Le juge des référés du Conseil d’État a, tout d’abord, examiné le bien fondé des appels de l’État et de la commune.
Après avoir relevé que l’urgence était bien caractérisée, il a relevé que les autorités publiques font actuellement et continueront à faire dans les prochains mois de nombreux efforts pour l’hébergement ainsi que pour la prise en charge sociale, médicale et psychologique des personnes les plus vulnérables vivant sur le site. Il a estimé, dans ces conditions, que le juge des référés du tribunal administratif avait eu raison de juger que des mesures de sauvegarde n’étaient pas nécessaires sur ce point.
En revanche, il a relevé que les mineurs isolés en situation de détresse n’étaient toujours pas identifiés ni, en conséquence, pris en charge par les autorités publiques. Il a ainsi confirmé l’injonction faite au préfet du Pas-de-Calais par le juge des référés du tribunal administratif de procéder, à très bref délai, au recensement de ces mineurs et de se rapprocher du département du Pas-de-Calais en vue de leur placement.
Le juge des référés du Conseil d’État a ensuite indiqué, car ce point était contesté par le ministre, qu’en l’absence de texte particulier, il appartient en tout état de cause aux autorités titulaires du pouvoir de police générale, garantes du respect du principe constitutionnel de sauvegarde de la dignité humaine, de veiller, notamment, à ce que le droit de toute personne à ne pas être soumise à des traitements inhumains ou dégradants soit garanti. Lorsque la carence des autorités publiques expose des personnes à être soumises, de manière caractérisée, à un traitement inhumain ou dégradant, portant ainsi une atteinte grave et manifestement illégale à une liberté fondamentale, et que la situation permet de prendre utilement des mesures de sauvegarde dans un délai de quarante-huit heures, le juge des référés peut, au titre de la procédure particulière prévue par l’article L. 521-2, prescrire toutes les mesures de nature à faire cesser la situation résultant de cette carence.
Il a alors estimé, tout comme le juge des référés de première instance, qu’aucune carence caractérisée ne pouvait être reprochée aux autorités publiques en ce qui concerne la nutrition des personnes présentes sur le site : le centre "Jules Ferry" distribue des repas et de nombreux migrants pourvoient à leurs besoins alimentaires soit grâce aux associations présentes sur le site, soit par leurs propres moyens.
Il a considéré, en revanche :
- que l’accès à l’eau potable et aux sanitaires est manifestement insuffisant ;
- qu’aucun ramassage des ordures n’est réalisé à l’intérieur du site, ce qui expose les migrants vivant sur le site de La Lande à des risques élevés d’insalubrité ;
- que les véhicules d’urgence, d’incendie et de secours ne peuvent pas circuler à l’intérieur du site en l’absence de l’aménagement de toute voirie.
Le juge des référés du Conseil d’État a estimé que ces conditions de vie étaient bien de nature à exposer les migrants vivant sur le site à des traitements inhumains ou dégradants et il a approuvé le juge des référés du tribunal administratif d’avoir ordonné à l’État et à la commune de Calais de commencer à mettre en place dans les huit jours des points d’eau, des toilettes et des dispositifs de collecte des ordures supplémentaires, de procéder à un nettoyage du site, et de créer des accès pour les services d’urgence.

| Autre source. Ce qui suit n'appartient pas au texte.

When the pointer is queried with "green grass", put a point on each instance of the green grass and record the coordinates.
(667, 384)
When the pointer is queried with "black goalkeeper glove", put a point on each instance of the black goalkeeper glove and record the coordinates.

Il a ainsi rejeté les appels du ministre et de la commune de Calais.
Le juge des référés du Conseil d’État a ensuite examiné les conclusions rejetées par le juge des référés du tribunal administratif et reprises en appel par Médecins du monde et le Secours Catholique.
Il a, tout d’abord, constaté que plusieurs mesures demandées par les requérants ne sont pas de celles que le juge du "référé-liberté" a le pouvoir d’ordonner, compte tenu de sa mission, qui est de se prononcer dans un délai très bref.
Il a, ensuite, estimé qu’aucune carence caractérisée ne pouvait être reprochée à l’État en matière d’asile dans la mesure où il était déjà suffisamment fait pour la prise en charge des migrants présents sur le site au titre de l’asile (information, accompagnement des demandeurs, places en centre d’accueil).
Enfin, il a relevé, ce qui n’était plus guère contesté, que les mesures nécessaires pour assurer la sécurité sur le site avaient bien été prises.
Il a ainsi confirmé en tous points le rejet qui avait été prononcé par le juge des référés du tribunal administratif de Lille.